Ludovic is an opéra comique in two acts to a French-language libretto by Jules-Henri Vernoy de Saint-Georges. The music, by Ferdinand Hérold, was left unfinished at his death, and the work was completed by his deputy at the Opéra-Comique, Fromental Halévy. Hérold had only written the overture, four numbers and the beginning of the act 1 finale.

The plot, elements of which were later reworked by Halévy and Saint-Georges in the opera Le val d'Andorre (1847), centres on misplaced alliance, love, forced conscription, flight, pardon, and marriage.

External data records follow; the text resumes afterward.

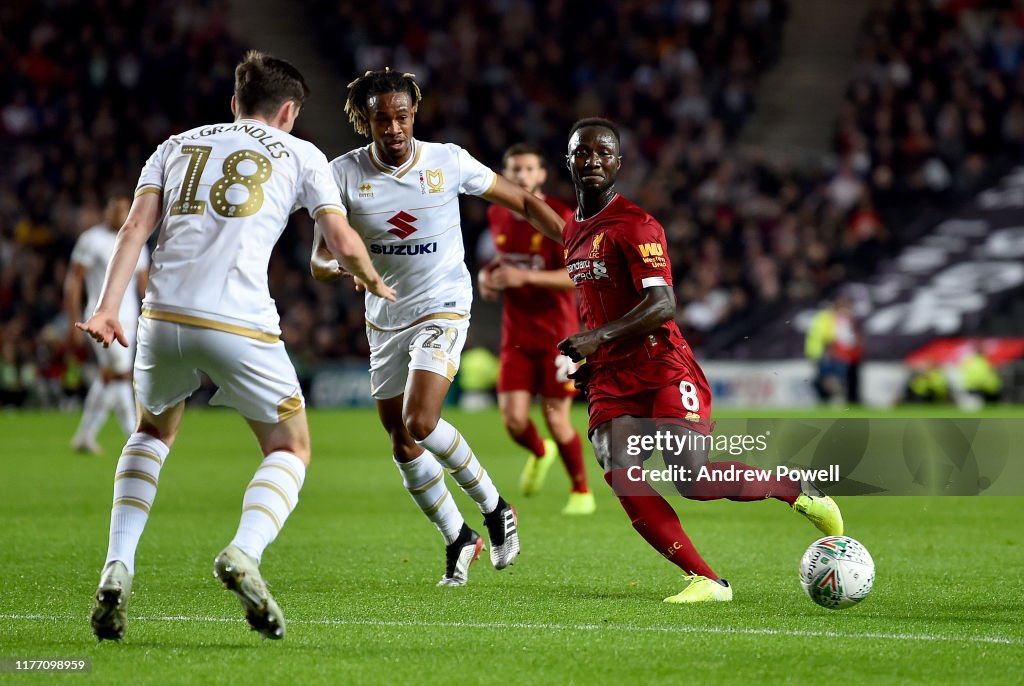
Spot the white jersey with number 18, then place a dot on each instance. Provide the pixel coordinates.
(227, 193)
(409, 218)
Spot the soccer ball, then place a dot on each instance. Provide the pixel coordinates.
(837, 571)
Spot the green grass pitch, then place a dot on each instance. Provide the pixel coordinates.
(354, 571)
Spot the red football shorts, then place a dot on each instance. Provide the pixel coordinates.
(541, 372)
(673, 393)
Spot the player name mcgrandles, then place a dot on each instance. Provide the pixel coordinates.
(420, 249)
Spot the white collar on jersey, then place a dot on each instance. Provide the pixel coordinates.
(579, 214)
(397, 172)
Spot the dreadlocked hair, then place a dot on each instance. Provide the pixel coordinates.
(376, 83)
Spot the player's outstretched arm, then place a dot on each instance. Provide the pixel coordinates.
(657, 306)
(103, 325)
(339, 250)
(531, 208)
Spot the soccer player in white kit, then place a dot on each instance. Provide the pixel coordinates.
(111, 390)
(401, 196)
(221, 196)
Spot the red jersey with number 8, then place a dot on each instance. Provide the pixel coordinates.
(611, 258)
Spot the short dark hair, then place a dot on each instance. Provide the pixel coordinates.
(263, 83)
(377, 83)
(523, 148)
(597, 121)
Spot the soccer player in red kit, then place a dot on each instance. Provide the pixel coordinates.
(539, 310)
(638, 363)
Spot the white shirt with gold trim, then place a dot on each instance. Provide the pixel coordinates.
(409, 218)
(227, 193)
(92, 251)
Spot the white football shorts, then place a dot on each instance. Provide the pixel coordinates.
(116, 358)
(254, 377)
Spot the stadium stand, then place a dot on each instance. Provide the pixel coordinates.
(934, 112)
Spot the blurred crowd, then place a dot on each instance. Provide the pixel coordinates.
(91, 88)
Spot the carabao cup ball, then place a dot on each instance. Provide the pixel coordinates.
(837, 571)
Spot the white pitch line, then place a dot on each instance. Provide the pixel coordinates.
(497, 626)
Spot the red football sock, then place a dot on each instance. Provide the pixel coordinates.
(530, 439)
(654, 519)
(741, 490)
(572, 459)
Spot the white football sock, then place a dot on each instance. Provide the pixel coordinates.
(270, 497)
(123, 401)
(425, 481)
(454, 453)
(134, 490)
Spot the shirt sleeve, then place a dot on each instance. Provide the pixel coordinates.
(152, 178)
(317, 189)
(645, 249)
(143, 260)
(474, 177)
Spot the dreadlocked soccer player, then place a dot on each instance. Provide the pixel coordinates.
(401, 196)
(638, 365)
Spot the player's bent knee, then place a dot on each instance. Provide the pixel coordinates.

Chopin wrote a set of variations in B-flat major, Variations brillantes, Op. 12 (1833), on the act 1 aria "Je vends des scapulaires" (I sell scapulars).

==Performance history==
The opera was premiered by the Paris Opéra-Comique at the Salle de la Bourse on 16 May 1833, five months after Hérold's death. It achieved 70 performances by the end of 1834, making it a modest success, which set the foundation for Halévy's career.

==Roles==

Roles, voice types, premiere cast
| Role | Voice type | Premiere cast, 16 May 1833 |
| Ludovic | tenor | Louis-Augustin Lemonnier |
| Nice | soprano | Marie Massy |
| Gregorio | baritone | Vizentini |
| Francesca | soprano | Félicité Pradher |
| Scipion | bass |  |
Male and female farmers, soldiers

==Synopsis==
Place: Francesca's farm, the village of Albano, near Rome

The main characters are Ludovic, a farmer from Corsica; Francesca, who owns the farm he manages; and her cousin Gregorio. When Francesca is about to marry Gregorio, Ludovic shoots her and is sentenced to death. Francesca recovers and realizes she loves Ludovic.